Prior Authorization Frequently Asked Questions

How can I complete a prior authorization request for two or more procedures, such as a colonoscopy and endoscopy, via My Insurance Manager?

You cannot complete a prior authorization request for more than one service on a single entry using My Insurance ManagerSM. Once you have chosen your request type and select one service, you will continue through the remaining prior authorization request screens to completion. At that time, you may begin a second request.

How can I have diagnoses added to the Fast Track Request Option in My Insurance Manager?

Contact Provider Relations and Education to have a diagnosis-procedure combination considered for adding to the Fast Track Request Option in My Insurance Manager.

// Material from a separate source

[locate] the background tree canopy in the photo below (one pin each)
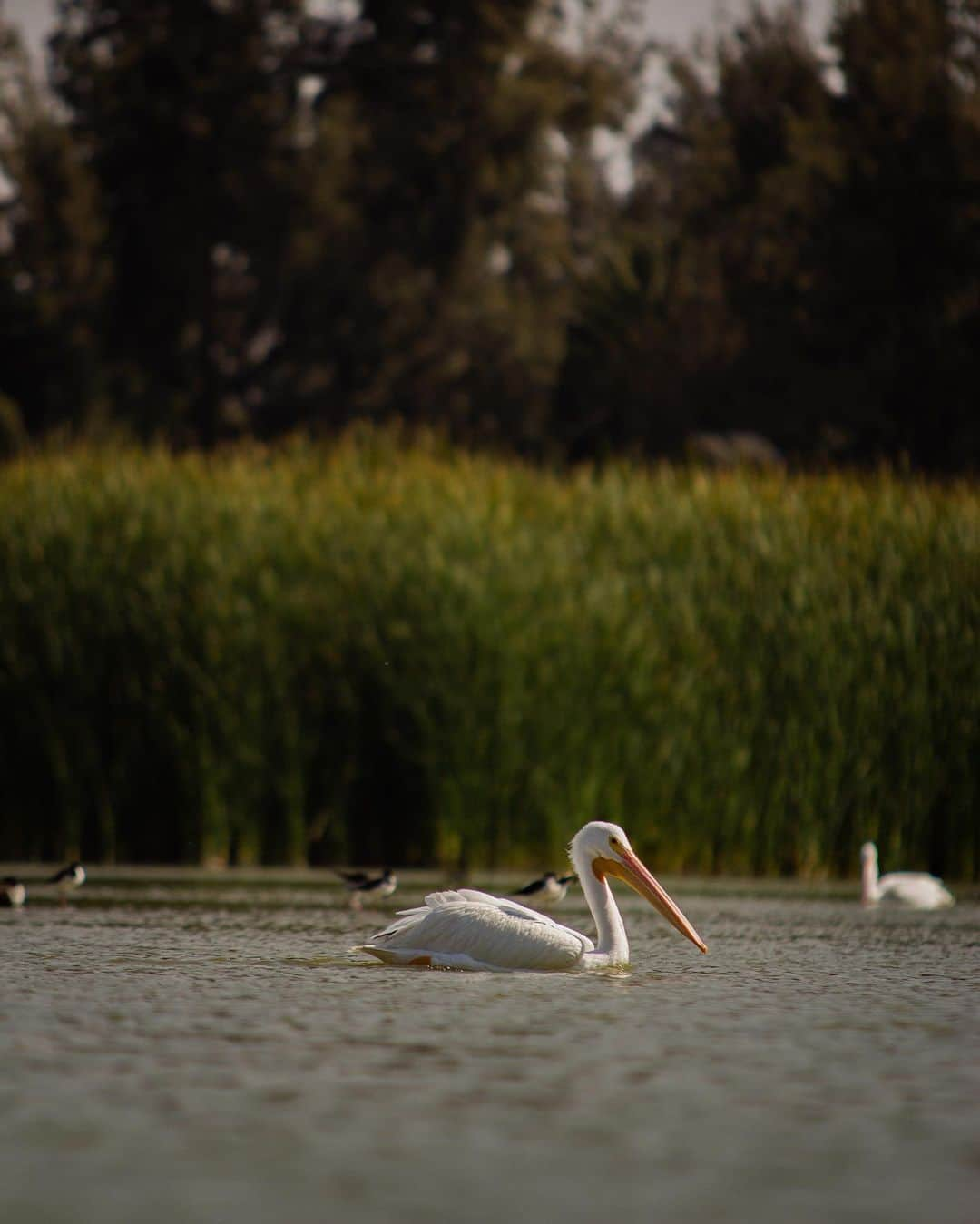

When I call the Plan to get a DME prior authorization I'm told the member's plan does not require an authorization for the item. When the claim is filed, however, it is denied for no authorization. Why?

Always verify benefits and eligibility to find out if an item requires prior authorization. Generally, an authorization number is required for DME supplies over $500.

How can I edit the default diagnosis code when requesting a prior authorization for a procedure via the Fast Track Request Option?

Users are unable to edit the diagnosis code when using the Fast-Track Request Option. You can do this using the Customized Authorization Request Option. My Insurance Manager defaults to a standard diagnosis for Fast Track Request Options but it does not prevent the requestor from gaining an authorization number.